The Southeast Asia Tobacco Control Alliance (SEATCA) has received a five-year $7 million grant from the Bill & Melinda Gates Foundation to provide Southeast Asian policymakers with research-based evidence on tobacco taxation. This project will focus on improving tax systems for tobacco control in five Southeast Asian Countries: Cambodia, Indonesia, Lao PDR, Philippines and Vietnam.
The Southeast Asia Initiative on Tobacco Tax (SITT) revolves around Article 6 of the World Health Organization Framework Convention on Tobacco Control (WHO-FCTC), which recognizes that raising taxes and prices on tobacco products is the single most effective measure governments can implement to curb tobacco use and address the health and social costs of smoking. “Higher taxes on tobacco lead to higher prices for tobacco products, which immediately discourage non-smokers from starting and current smokers from continuing with their harmful habit,” said Bungon Ritthiphakdee, director of the Bangkok-based SEATCA.
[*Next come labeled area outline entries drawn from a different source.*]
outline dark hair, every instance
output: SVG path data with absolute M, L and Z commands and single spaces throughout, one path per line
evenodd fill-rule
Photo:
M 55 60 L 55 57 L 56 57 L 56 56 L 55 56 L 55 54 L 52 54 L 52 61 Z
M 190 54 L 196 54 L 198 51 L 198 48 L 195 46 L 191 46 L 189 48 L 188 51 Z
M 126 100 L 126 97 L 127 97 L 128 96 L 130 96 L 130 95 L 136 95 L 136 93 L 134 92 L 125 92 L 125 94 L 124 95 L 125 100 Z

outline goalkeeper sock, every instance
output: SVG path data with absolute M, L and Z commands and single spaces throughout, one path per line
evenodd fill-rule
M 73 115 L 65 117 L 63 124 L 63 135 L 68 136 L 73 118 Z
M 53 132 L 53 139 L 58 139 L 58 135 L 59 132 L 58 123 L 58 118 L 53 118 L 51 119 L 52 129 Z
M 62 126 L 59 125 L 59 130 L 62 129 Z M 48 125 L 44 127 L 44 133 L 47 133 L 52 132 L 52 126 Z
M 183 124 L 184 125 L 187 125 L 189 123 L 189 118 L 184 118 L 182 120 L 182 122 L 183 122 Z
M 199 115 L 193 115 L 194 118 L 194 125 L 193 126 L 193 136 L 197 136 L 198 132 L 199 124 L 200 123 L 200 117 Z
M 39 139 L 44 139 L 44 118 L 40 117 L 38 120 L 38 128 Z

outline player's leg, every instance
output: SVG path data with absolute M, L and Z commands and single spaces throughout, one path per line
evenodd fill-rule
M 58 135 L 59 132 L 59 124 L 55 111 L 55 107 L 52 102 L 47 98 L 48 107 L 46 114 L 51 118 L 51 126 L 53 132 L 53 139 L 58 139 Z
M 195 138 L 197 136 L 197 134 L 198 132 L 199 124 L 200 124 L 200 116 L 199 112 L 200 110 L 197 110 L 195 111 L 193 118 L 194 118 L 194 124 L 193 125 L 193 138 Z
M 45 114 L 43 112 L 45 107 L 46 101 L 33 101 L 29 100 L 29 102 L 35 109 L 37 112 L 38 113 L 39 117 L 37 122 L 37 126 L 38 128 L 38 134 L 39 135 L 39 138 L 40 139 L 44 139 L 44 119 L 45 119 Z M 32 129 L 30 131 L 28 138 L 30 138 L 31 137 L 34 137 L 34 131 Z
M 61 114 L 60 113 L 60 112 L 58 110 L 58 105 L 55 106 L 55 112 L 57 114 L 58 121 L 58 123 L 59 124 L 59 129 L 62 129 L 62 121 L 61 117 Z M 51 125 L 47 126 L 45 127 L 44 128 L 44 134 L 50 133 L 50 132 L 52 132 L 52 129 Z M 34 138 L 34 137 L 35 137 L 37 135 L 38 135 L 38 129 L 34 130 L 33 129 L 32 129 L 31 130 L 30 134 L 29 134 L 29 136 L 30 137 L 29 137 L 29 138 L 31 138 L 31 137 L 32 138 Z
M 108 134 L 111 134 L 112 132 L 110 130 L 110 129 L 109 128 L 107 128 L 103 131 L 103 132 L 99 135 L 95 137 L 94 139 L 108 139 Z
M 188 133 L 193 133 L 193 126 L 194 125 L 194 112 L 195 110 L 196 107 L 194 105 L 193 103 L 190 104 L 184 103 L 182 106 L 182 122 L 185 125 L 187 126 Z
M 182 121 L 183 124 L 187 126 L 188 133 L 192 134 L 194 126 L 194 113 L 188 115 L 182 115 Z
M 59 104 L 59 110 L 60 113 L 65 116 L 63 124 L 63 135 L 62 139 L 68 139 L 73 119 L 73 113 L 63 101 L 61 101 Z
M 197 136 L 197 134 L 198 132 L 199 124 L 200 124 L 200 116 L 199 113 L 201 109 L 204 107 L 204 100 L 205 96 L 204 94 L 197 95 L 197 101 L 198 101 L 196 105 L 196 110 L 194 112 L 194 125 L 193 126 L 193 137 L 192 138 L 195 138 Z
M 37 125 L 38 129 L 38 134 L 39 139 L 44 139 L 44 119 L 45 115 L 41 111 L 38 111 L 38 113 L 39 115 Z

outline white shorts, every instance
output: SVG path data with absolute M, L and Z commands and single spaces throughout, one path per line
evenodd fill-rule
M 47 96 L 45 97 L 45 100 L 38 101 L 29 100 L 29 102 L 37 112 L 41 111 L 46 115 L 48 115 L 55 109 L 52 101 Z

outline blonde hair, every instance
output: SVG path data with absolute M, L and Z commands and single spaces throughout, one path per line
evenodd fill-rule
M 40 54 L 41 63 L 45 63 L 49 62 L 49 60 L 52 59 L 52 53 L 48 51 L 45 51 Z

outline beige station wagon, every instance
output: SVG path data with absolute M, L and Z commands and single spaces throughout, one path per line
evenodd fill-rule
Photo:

The World Bank, in its report ‘Curbing the Tobacco Epidemic: Governments and the Economics of Tobacco Control,’ recommends that governments impose taxes of at least 65 percent on tobacco products’ retail prices. At such rates, the World Bank says smoking goes down even as government tax revenues from the tobacco industry continue to go up. With the additional collections, the World Bank adds, governments could, and should, fund tobacco prevention, control, and treatment programs.
Dr. Ulysses Dorotheo, SITT Project Director, emphasizes that simplified, uniform and specific tobacco taxation regimes, alongside tobacco tax increases, will be critical in reducing tobacco use in SITT’s five targeted Southeast Asian countries. The SITT project will support improved tobacco tax initiatives in Cambodia, Indonesia, Lao PDR, the Philippines, and Vietnam. The project will build on years of work conducted by SEATCA and its partners in the region to build the evidence base for sound tobacco tax policy and local capacity to improve tobacco taxation systems.
The Association of Southeast Asian Nations (ASEAN) is home to almost 574 million people, and almost 31 percent (about 125.8 million) of the adult population are smokers, equivalent to around 10 percent of the world’s smoking population. The region also accounts for almost 10 percent of smoking related deaths worldwide.
“By 2014, we hope to see ASEAN governments having strengthened their tobacco tax systems. This would increase revenues from tobacco taxes while simultaneously having reduced tobacco consumption, thereby improving public health,” Ms. Ritthiphakdee adds. “Ultimately, therefore, SITT will redound to individual and government savings and benefits.”